CRITIQUE. “À 90 degrés”, écrit et mis en scène par Frédérique Keddari-Devisme, au théâtre Les Déchargeurs avec Elizabeth Mazev, jusqu’au 22 septembre à 21h30, les lundis à 19h.
Le texte de Frédérique Keddari-Devisme est d’une chaude justesse, avec ses traits de glace pour qui a l’oreille aux musiques sourdes des démons. Le délire a cette bonhommie, cette chaleur, non pas accidentelle ; plutôt comme un incendie volontaire, un brasier de la raison. C’est un feu qui déchire, comme le feu de l’alcool dans la gorge, son foyer quelques heures, avant que la cendre assèche tout ce que le mirage flamboyant a créé dans les sens.
“On tombe d’un amour, on tombe d’un chagrin” : noyée dans sa mémoire liquide, liquéfiée dans cette langue tendre où la violence est une vague sans rivage où échouer, Elizabeth Mazev est Marthe, une épouse, une mère, dont le coeur tétanisé s’ébat comme une bête acculée ; “À 90 degrés”, c’est le cri instinctif, vital, féroce, animal.

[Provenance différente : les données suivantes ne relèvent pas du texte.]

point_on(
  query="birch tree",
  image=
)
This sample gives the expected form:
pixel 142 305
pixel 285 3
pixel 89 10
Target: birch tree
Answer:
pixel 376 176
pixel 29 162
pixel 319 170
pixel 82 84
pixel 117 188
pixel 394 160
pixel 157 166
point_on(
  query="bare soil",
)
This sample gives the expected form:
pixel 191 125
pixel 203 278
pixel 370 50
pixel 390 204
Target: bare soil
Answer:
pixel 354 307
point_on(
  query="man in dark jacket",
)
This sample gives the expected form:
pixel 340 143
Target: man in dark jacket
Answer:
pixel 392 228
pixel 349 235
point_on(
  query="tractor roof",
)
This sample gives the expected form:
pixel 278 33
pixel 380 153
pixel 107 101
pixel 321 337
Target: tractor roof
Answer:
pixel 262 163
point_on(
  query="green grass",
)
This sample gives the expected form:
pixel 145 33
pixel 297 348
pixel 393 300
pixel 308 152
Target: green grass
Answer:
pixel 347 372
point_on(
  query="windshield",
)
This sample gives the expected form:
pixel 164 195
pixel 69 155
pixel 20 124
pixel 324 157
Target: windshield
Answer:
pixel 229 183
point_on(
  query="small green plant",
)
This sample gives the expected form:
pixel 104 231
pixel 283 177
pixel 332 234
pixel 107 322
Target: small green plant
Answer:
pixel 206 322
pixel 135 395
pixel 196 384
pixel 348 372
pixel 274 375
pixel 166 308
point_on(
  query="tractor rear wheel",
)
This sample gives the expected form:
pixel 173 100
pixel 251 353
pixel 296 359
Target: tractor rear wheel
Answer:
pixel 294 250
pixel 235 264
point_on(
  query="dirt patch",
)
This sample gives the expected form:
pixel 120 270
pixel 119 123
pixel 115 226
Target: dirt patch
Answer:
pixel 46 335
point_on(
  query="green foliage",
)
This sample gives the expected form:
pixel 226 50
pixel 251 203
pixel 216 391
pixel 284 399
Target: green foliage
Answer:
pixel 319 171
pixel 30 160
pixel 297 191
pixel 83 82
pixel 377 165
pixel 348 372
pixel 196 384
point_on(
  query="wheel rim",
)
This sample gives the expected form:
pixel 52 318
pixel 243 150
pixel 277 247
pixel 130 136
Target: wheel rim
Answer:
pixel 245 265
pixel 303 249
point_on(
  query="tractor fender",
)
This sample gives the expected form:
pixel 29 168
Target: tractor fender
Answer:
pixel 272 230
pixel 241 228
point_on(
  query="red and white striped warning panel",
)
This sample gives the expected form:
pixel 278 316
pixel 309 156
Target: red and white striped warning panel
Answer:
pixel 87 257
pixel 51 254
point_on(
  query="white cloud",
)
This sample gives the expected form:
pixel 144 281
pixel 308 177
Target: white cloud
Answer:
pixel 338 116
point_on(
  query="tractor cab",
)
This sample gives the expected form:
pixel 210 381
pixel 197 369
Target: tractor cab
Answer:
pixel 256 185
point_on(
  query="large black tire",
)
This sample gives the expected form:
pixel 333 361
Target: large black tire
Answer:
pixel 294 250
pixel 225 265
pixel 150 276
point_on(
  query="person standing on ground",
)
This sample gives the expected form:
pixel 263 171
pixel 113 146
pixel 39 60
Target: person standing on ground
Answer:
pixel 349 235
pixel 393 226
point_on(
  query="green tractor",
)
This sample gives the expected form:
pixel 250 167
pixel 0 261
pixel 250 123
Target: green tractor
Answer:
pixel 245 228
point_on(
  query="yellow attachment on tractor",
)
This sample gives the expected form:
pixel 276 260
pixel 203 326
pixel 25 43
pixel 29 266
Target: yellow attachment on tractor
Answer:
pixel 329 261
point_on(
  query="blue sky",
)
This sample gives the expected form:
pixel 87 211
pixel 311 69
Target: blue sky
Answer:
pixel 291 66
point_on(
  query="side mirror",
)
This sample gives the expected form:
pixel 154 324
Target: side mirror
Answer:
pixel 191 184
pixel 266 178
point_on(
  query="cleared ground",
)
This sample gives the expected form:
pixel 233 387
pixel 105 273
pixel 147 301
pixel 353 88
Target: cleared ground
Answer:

C’est le soubresaut final d’une conscience qui s’abîme.
La poésie discrète, comme naturelle, de ce soliloque de Grimm, fait saillir l’acuité délirante que le désespoir prête aux fous, et les révélations d’âme sont dites avec la douceur des grandes mélancolies. Elizabeth Mazev est vraie à vous troubler l’esprit, vous aussi, déroutante au point de vous abîmer dans son rire pas vraiment noir. La collaboration de Frédérique Keddari-Devisme, poète, et Elizabeth Mazev, voix de poète, est une évidence, et nous les remercions d’avoir su la saisir et la déployer. Modernes sans la brusquerie d’une trop grande recherche de contemporanéité, la délicatesse de l’une a brillamment rencontré la facétie brillante de l’autre.
La poésie envahit tout : la mise en scène, le bois du lit, de la chaise, de la table, ce traversin de mari dont le désamour arrache la dernière litanie d’une femme qui part, ce tabouret de mère absente, ces “Je te regarde” qu’on dit les yeux fermés ! Tout est beau, et “Putain que c’est bon !”.
Il faut aller entendre ce sanglot blanc qui dit “Je regarde la mer et je chiale”, il faut entendre la petite fille dans cet âge naufragé qui nous dit que “c’est pour de faux”, la violence, il faut voir la main tendue, car “c’est une histoire de main attrapée”, et il faut ce “Je veux partir en épave élégante” pour que cette dérive prenne des airs d’apothéose. Et puis, il faut acheter le texte, préfacé par Robin Renucci et édité chez Riveneuve/Archimbaud, car non content d’être une longue poésie en prose, il contient des vérités importantes. Sur la dépendance, sur le désamour, sur la maternité, sur la consolation, et sur l’âme qui n’a pas su aimer, et qui aimait pourtant.